The righteousness of which the Gospel speaks is 'from God'.  It does not have its source or origin in our ability or perceived ability to keep God's law: it is 'apart from law'. It comes from God.

Nor does it have its origin in our minds, we humans did not think it up, we did not devise this Gospel righteousness: it is from God ' he has made it known, he has revealed it. 

The religions of men put before us a range of ideas about how we might find union with 'god', or find 'salvation', or enter into eternal bliss. Invariably the way of salvation or life identified in the religious of men, including minimalised 'Christianity', is the way of human endeavour, in which the desired goal or end is dependent on our individual ability to fulfil stated conditions

This tit-for-tat relationship with God is the way our human minds think. We are set in a performance paradigm, and we conceive our relationship with God in performance terms: If I do this, then God will do that. We conceive only a 'righteousness' which we ourselves must supply.
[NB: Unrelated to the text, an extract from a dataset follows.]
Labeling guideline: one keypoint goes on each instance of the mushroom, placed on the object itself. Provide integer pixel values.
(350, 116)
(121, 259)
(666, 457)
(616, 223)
But the Gospel of Jesus Christ cuts right across this performance mindset; it comes with a message of the gift of righteousness, reducing our perceptions of moral achievement and spiritual self-sufficiency to nothing, cutting out all reason for both pride and despair. It pulls down the apparently 'righteous'; it lifts up the obviously 'sinful'. It first calls us all 'guilty' then offers to us all the alien righteousness of Jesus Christ.

This righteousness, this gift from God, is something that he has revealed, something that he has made known. Under the inspiration of God, the Law and the prophets of the Old Testament spoke of it in anticipation, and the disciples and apostles recorded and explained its ultimate revelation in Jesus Christ.

When some of the early Christians stood on the brink of discarding their confidence in this gift of righteousness in Christ, and reverting to the legalistic and ritualistic 'righteousness' of their traditions, the apostles warned them of both the seriousness and the foolishness of such an about face. Indeed much of the New Testament centres on this very issue.

Who would be so foolish as to choose the ideas of man rather than the revelation of God? Who would be so idiotic as to choose a heavy burden of unattainable prerequisites rather than a free, unlimited, incomparable gift? Who would be so unseeing as to depend on one's own righteousness rather than on the perfect righteousness of Jesus Christ?

Sadly, it seems the answer is 'many'. God's gracious gift of the righteousness of Christ is left to the side while many, even within the church, labour to store up their own 'righteousness'.

Scriptures: Romans 1:17; 3:21; Galatians 1:6-9; 3:1; Philippians 3:1-9; Colossians 2:6-3:3; Hebrews 2:1-4.